Petitioner filed a Schedule C on which he reported income and expenses pertaining to his activities as a distributor for Amway. Two items, supplies for $1,300, and travel and entertainment for $727 (consisting of travel for $500 and meals for $227) were disallowed by respondent for lack of substantiation. In addition, on Schedule A, petitioner claimed the cost of a copier for $2,500 as a miscellaneous expense, which respondent disallowed. However, petitioner explained that this copier was purchased in connection with his Amway activity. Therefore, we consider those three items together for purposes of the Schedule C determination.

Petitioner has failed to substantiate the cost of the copier. Moreover, he has failed to substantiate that the copier was, in fact, used primarily with regard to the Amway activity. In addition, petitioner has offered no adequate substantiation for the travel and entertainment items pursuant to the requirements of section 274(d). Undated restaurant receipts and records with no indication of persons present for business discussions will not suffice. As to the supplies, upon review of the record, we find that petitioner has Substantiated $250. Any amounts in excess thereof as disallowed by respondent are sustained.

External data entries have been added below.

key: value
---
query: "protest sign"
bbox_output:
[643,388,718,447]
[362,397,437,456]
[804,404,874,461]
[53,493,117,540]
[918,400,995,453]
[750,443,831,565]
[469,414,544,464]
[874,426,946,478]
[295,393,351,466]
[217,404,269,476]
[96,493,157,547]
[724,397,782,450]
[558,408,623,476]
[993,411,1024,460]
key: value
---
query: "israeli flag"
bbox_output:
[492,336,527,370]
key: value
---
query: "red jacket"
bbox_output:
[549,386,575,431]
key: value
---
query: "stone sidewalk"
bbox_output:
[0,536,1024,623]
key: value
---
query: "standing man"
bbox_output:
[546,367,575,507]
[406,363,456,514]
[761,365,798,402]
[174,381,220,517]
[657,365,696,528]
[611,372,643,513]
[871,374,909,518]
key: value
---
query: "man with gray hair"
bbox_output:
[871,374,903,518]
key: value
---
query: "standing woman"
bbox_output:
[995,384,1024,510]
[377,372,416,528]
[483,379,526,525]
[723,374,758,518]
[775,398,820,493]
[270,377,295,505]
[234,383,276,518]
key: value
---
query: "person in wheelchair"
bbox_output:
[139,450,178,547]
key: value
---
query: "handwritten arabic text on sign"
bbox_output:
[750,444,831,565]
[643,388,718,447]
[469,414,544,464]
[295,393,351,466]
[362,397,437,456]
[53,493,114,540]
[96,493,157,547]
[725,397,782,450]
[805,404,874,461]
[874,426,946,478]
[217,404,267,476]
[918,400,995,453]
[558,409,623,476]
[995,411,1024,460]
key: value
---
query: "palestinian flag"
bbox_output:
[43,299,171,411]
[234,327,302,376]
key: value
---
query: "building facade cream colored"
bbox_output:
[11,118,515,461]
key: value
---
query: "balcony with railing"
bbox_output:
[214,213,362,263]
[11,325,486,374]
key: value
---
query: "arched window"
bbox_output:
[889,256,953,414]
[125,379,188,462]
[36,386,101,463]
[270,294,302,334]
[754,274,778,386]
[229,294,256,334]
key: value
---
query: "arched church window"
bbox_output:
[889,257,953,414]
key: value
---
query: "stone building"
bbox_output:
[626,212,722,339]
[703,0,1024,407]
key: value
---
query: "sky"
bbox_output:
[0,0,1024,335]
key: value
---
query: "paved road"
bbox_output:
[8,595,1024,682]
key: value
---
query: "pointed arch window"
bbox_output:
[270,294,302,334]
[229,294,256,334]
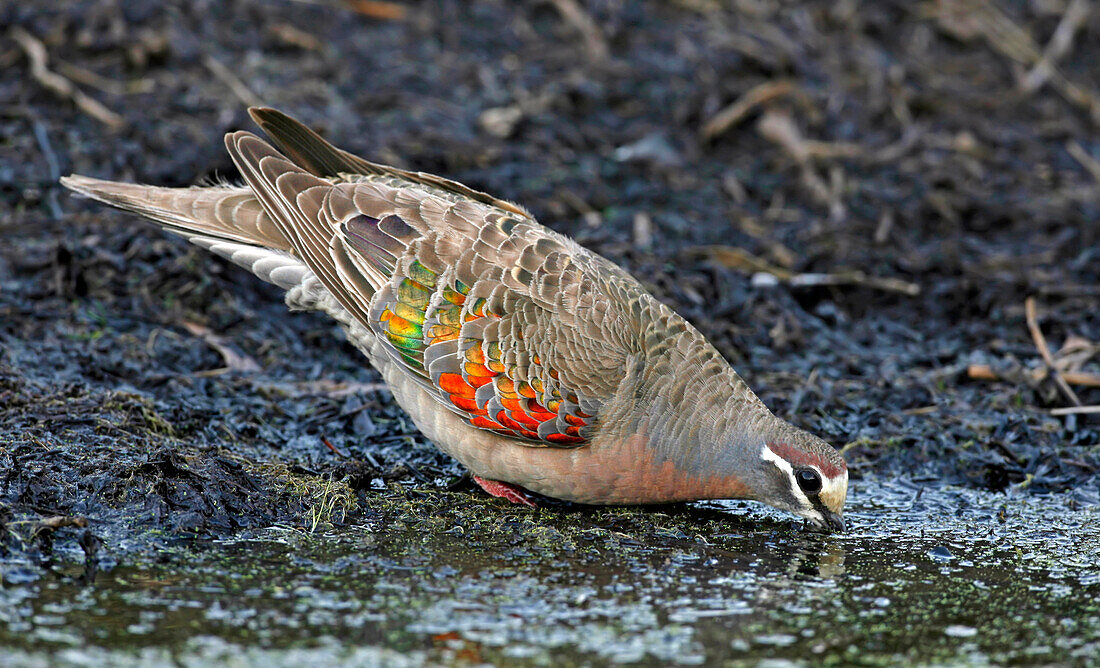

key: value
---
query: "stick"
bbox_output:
[550,0,611,61]
[689,245,921,297]
[1066,141,1100,183]
[1020,0,1092,95]
[8,26,127,130]
[1051,406,1100,415]
[1024,297,1081,406]
[202,56,264,107]
[699,79,794,140]
[966,364,1100,387]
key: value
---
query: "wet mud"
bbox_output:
[0,0,1100,665]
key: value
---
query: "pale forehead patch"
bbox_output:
[760,443,848,514]
[817,469,848,514]
[760,443,814,513]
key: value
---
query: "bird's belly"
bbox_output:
[372,351,748,504]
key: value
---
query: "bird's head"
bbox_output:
[751,427,848,530]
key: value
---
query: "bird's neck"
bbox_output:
[608,334,782,496]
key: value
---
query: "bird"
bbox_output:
[61,108,848,532]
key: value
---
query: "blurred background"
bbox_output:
[0,0,1100,664]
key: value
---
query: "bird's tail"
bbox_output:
[61,174,310,289]
[62,174,290,251]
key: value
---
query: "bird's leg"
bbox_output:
[473,475,538,508]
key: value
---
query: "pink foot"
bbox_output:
[473,475,538,508]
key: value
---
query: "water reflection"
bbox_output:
[0,481,1100,664]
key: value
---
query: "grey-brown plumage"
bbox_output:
[62,109,847,528]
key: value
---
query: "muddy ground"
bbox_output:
[0,0,1100,664]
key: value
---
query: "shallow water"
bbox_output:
[0,480,1100,666]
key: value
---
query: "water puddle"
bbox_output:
[0,480,1100,666]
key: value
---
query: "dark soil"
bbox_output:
[0,0,1100,579]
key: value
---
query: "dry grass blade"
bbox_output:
[183,321,260,373]
[1024,297,1081,406]
[8,26,127,130]
[1066,141,1100,183]
[202,56,264,107]
[550,0,611,61]
[699,79,795,141]
[1051,406,1100,416]
[690,245,921,297]
[916,0,1100,124]
[1020,0,1092,95]
[966,364,1100,387]
[343,0,405,21]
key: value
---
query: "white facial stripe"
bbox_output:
[818,464,848,507]
[760,443,814,512]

Additions to Tax for Negligence

Section 6653(a)(1)(A) imposes an addition to tax equal to 5 percent of the deficiency if any part of any deficiency is due to negligence or intentional disregard of the rules and regulations Section 6653(a)(1)(B) imposes a further addition to tax in an amount equal to 50 percent of the interest payable on the portion of the deficiency attributable to negligence or intentional disregard of rules or regulations. "Negligence is lack of due care or failure to do what a reasonable and ordinarily prudent person would do under the circumstance." Neely v. Commissioner [Dec. 42,540], 85 T.C. 934, 947 (1985), quoting Marcello v. Commissioner [67-2 USTC ╤ 9516], 380 F.2d 499, 506 (5th Cir. 1967). Respondent's determination of negligence is presumed to be correct and petitioner has the burden of proving that this determination is erroneous. Luman v. Commissioner [Dec. 39,500], 79 T.C. 846, 860-861 (1982); Rule 142(a).

Petitioner was not separated or divorced, yet claimed head of household status and child care credits. He offered no evidence as to why he was not negligent. Accordingly, respondent's determinations of negligence are sustained.

To reflect the above,

Decision will be entered under Rule 155.